Alternatively, genomic prediction (GP) is an ensemble of methods to estimate the breeding values with higher reliability earlier in life by combining DNA variants jointly using existing identification, pedigree, and phenotype databases for individuals [4, 5]. Over the past decades, this technology has revolutionized animal and plant breeding after its first implementation because of its excellent performance in reducing generation intervals and generating more genetic gain [6]. Currently, several methods have been made to develop more efficient statistical approaches to estimating genomic breeding values (GEBVs), such as genomic best linear unbiased prediction (GBLUP) which has been the most widely used in GP [7], single-step BLUP (ssGBLUP) [8], ridge regression methods [9], Bayesian Alphabet regression [10, 11], and emerging machine learning (ML) strategies including support vector regression (SVR) [12], random forest (RF) [13], reproducing kernel Hilbert spaces regression (RKHS) [10], kernel ridge regression [14], etc. Briefly, the predictive accuracy of Bayesian methods outperforms BLUP-based models in the majority of cases, while the Markov Chain Monte Carlo (MCMC) procedure also suffered a substantial computational burden [15]. In several simulation and actual studies, nonparametric ML methods behaved better, primarily due to their superior prediction ability [16, 17]. Therefore, there was a clear trend that increasingly breeders were trying to combine the advantages of multiple methods to estimate GEBVs in GP.
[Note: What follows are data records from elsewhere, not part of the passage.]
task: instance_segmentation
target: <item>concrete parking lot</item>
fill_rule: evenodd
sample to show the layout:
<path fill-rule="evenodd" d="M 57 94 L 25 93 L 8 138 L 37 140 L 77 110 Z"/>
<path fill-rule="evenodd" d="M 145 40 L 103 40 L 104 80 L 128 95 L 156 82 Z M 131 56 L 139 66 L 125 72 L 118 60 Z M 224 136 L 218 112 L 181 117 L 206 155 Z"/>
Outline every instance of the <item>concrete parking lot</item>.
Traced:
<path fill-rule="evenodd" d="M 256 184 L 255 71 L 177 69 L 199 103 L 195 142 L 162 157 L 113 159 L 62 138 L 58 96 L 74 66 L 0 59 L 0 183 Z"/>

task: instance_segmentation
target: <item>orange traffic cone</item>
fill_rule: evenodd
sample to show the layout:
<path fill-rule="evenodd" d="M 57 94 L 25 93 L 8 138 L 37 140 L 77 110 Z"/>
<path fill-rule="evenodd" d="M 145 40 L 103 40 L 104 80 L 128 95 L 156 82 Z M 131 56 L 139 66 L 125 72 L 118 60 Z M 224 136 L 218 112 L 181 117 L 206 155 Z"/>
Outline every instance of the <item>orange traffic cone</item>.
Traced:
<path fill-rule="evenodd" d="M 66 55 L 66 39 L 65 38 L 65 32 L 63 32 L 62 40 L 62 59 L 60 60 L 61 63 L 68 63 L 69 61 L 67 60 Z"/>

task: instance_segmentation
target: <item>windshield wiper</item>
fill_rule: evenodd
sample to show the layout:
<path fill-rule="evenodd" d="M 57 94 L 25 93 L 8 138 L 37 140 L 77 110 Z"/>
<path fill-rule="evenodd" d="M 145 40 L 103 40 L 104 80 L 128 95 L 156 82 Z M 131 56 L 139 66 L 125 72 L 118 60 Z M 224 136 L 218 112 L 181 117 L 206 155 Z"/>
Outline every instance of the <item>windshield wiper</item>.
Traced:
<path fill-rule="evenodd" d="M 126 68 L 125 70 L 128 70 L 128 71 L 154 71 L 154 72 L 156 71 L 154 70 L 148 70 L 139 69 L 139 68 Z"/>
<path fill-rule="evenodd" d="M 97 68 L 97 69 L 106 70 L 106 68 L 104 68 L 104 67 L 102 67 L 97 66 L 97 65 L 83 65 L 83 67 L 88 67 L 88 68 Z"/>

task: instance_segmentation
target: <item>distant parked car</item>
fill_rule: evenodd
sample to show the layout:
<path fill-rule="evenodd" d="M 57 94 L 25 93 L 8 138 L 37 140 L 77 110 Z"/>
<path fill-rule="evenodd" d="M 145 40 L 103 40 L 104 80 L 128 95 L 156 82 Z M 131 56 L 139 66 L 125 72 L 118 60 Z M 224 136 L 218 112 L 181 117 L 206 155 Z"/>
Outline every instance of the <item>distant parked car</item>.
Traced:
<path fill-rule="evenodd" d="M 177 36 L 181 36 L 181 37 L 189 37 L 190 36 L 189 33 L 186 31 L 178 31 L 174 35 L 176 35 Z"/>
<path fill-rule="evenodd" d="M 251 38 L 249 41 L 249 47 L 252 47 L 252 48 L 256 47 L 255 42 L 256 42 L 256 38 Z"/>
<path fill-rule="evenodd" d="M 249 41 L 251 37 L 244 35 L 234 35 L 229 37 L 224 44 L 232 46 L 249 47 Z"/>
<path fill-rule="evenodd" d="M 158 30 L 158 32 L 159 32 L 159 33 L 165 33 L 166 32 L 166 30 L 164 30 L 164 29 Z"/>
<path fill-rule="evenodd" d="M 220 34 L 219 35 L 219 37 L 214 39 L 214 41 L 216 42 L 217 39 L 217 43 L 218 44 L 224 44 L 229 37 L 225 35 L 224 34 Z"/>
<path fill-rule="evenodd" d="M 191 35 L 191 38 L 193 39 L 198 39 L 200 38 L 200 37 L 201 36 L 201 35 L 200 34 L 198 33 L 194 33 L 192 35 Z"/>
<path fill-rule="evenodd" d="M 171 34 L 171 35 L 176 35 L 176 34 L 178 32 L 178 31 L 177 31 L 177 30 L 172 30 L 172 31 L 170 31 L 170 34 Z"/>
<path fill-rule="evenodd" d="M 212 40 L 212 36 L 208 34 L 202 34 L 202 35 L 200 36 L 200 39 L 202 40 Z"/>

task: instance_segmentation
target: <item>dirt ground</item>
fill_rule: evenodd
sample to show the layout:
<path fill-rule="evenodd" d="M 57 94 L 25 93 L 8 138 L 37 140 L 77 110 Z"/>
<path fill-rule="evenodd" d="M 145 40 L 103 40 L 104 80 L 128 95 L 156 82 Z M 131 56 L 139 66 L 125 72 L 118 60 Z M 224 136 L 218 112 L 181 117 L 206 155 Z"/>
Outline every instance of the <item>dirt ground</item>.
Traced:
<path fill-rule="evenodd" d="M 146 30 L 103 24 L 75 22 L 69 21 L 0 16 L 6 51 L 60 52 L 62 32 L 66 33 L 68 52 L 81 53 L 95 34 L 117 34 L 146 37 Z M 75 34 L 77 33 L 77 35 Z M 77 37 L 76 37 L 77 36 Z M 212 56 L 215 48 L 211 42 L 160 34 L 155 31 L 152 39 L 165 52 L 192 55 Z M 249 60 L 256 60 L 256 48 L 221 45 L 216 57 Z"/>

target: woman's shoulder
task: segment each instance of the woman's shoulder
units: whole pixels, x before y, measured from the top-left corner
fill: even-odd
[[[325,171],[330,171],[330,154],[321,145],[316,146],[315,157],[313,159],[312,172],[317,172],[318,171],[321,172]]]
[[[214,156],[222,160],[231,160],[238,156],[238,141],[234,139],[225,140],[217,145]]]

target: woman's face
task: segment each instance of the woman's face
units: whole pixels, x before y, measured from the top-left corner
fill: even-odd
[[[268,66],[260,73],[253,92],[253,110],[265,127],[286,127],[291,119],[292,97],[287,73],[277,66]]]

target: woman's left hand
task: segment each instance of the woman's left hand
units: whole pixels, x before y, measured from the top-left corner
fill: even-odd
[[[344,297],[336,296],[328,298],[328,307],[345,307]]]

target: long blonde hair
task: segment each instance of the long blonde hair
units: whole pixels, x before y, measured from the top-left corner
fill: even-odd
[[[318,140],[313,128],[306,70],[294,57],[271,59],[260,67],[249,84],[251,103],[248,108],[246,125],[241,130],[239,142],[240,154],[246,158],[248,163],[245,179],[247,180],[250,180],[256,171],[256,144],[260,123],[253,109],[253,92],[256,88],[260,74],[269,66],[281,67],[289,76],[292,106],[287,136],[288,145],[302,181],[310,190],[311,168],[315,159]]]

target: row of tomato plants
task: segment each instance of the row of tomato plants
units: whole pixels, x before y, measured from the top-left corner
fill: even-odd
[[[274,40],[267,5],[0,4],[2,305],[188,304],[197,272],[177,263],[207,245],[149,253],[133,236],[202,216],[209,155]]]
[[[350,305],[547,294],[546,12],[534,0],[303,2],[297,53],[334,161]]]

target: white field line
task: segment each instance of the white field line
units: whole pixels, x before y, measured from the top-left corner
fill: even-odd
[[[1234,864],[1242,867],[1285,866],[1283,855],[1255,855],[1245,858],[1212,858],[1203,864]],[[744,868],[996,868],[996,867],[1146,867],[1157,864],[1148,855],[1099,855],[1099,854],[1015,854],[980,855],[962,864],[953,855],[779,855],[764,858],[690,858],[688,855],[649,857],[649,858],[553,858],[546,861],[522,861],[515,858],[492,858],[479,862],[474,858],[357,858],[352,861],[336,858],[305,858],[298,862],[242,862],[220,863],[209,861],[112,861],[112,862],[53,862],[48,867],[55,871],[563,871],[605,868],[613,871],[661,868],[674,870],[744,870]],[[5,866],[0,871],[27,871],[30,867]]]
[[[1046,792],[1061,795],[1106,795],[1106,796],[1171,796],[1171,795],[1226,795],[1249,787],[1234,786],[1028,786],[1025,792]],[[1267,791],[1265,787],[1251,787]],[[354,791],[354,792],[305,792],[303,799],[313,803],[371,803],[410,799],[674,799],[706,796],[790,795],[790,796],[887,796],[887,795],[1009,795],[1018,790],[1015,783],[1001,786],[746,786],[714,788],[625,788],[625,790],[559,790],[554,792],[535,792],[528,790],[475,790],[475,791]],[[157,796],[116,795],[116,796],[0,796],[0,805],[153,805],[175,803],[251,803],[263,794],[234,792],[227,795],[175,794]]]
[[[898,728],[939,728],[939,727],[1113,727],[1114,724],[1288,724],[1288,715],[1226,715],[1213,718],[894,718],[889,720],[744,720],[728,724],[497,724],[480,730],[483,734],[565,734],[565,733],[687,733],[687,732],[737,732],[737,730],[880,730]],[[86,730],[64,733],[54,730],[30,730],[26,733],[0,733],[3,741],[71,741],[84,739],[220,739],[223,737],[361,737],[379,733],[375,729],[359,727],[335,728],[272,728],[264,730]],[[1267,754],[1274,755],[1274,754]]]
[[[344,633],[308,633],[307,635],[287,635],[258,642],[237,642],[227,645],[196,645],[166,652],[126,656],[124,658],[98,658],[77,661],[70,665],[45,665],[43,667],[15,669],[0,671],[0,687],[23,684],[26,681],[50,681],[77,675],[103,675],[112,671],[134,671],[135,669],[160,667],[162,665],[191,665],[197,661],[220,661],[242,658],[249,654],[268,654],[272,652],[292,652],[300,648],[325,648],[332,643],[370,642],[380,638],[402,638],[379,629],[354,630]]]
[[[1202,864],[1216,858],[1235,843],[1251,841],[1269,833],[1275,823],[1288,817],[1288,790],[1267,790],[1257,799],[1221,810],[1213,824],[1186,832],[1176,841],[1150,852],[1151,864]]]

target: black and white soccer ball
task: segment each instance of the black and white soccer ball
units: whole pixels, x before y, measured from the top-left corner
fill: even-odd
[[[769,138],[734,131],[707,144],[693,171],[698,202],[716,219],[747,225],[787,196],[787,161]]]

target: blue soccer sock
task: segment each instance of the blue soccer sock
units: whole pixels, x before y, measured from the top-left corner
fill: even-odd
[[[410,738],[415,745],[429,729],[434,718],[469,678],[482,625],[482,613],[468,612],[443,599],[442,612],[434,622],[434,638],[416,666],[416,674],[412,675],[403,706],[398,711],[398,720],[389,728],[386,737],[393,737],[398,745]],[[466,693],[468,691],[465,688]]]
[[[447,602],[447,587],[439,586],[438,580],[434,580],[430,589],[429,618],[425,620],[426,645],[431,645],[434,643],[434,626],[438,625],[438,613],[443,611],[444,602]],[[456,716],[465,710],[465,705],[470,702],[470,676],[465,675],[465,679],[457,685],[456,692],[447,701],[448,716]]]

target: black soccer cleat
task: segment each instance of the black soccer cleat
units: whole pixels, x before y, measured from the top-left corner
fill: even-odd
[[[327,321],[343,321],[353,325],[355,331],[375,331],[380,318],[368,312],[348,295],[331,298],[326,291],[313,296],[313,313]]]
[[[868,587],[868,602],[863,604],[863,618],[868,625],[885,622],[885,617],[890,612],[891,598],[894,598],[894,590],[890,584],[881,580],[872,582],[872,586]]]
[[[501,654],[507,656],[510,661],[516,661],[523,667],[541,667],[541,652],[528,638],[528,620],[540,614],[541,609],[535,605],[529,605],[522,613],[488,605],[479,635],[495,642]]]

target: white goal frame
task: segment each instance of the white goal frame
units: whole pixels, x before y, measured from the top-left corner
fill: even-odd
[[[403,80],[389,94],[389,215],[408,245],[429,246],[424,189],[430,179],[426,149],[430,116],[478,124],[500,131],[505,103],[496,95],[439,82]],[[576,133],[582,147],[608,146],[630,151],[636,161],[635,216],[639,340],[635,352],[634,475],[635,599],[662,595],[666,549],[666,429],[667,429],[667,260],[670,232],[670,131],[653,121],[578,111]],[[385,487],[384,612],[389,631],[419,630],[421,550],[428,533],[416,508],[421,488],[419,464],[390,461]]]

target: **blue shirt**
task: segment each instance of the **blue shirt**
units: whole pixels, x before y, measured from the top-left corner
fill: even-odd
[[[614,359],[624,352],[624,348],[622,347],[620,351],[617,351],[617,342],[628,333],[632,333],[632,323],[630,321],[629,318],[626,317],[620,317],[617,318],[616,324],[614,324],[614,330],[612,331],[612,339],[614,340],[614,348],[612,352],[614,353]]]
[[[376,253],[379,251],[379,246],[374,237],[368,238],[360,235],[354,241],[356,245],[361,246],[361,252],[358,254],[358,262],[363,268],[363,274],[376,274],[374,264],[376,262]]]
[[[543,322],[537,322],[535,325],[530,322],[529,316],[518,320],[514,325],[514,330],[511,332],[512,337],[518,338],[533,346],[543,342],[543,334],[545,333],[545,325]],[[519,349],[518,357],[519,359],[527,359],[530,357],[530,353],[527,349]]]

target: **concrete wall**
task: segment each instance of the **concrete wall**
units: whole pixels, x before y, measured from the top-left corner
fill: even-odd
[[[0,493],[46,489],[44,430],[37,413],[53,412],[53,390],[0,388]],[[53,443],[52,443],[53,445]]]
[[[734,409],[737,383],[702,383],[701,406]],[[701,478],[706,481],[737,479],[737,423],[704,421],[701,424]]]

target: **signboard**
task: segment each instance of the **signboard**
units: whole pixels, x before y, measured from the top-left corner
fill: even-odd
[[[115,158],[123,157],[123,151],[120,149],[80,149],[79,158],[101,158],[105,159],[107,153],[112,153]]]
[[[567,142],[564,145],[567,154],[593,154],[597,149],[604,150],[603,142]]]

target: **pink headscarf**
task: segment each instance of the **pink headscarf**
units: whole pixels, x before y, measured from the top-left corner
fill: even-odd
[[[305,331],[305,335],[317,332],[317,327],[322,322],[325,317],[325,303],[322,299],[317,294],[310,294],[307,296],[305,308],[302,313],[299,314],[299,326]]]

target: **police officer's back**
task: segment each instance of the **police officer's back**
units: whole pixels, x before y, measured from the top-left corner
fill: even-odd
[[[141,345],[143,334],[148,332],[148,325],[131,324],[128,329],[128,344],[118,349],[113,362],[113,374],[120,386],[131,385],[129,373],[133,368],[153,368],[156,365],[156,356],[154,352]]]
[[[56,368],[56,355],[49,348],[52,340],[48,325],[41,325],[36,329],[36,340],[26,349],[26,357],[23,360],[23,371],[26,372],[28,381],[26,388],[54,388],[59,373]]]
Afterward, one critical issue for phenotypic prediction is how to model non-additive effects (dominance or epistatic effects). Several research confirmed that using non-additive relationships that could improve the prediction of phenotypes [18, 19]. Incorporating additional layers of omics data into the prediction machine may partially solve this problem. For instance, many genetic variants affect complex traits by modulating gene expression, thus altering the abundance of relevant proteins [20]. The advanced next-generation sequencing technologies made it possible, and Li et al. discussed the concept of “omics-augmented broad sense heritability” that accounts for SNP-based effects and effects of downstream biological regulation captured by gene interactions [21]. However, the genetic links between phenotype and genome variants are too complex to determine directly at the genome level. Another concern was that the gene expression levels were affected by several factors such as tissue specificity, time of sampling and experimental conditions. Guo et al. found that using only transcriptome data to predict phenotypes is not satisfying, especially for high heritability traits; the genomic data remain the most efficient predictors [22]. Therefore, integrating multi-omics information could be a promising option in GP. In a human acute myeloid leukemia (AML) dataset including cytogenetics, gene mutations and expression variables, a priority-Lasso was presented and showed better predictive accuracy than the independent validation dataset [23]. Xu et al. found that the predictability of hybrid yield of rice can be further increased using multi-omics data, in particular, when used metabolomics data, the predictability was almost doubled compared with the genomic prediction [24].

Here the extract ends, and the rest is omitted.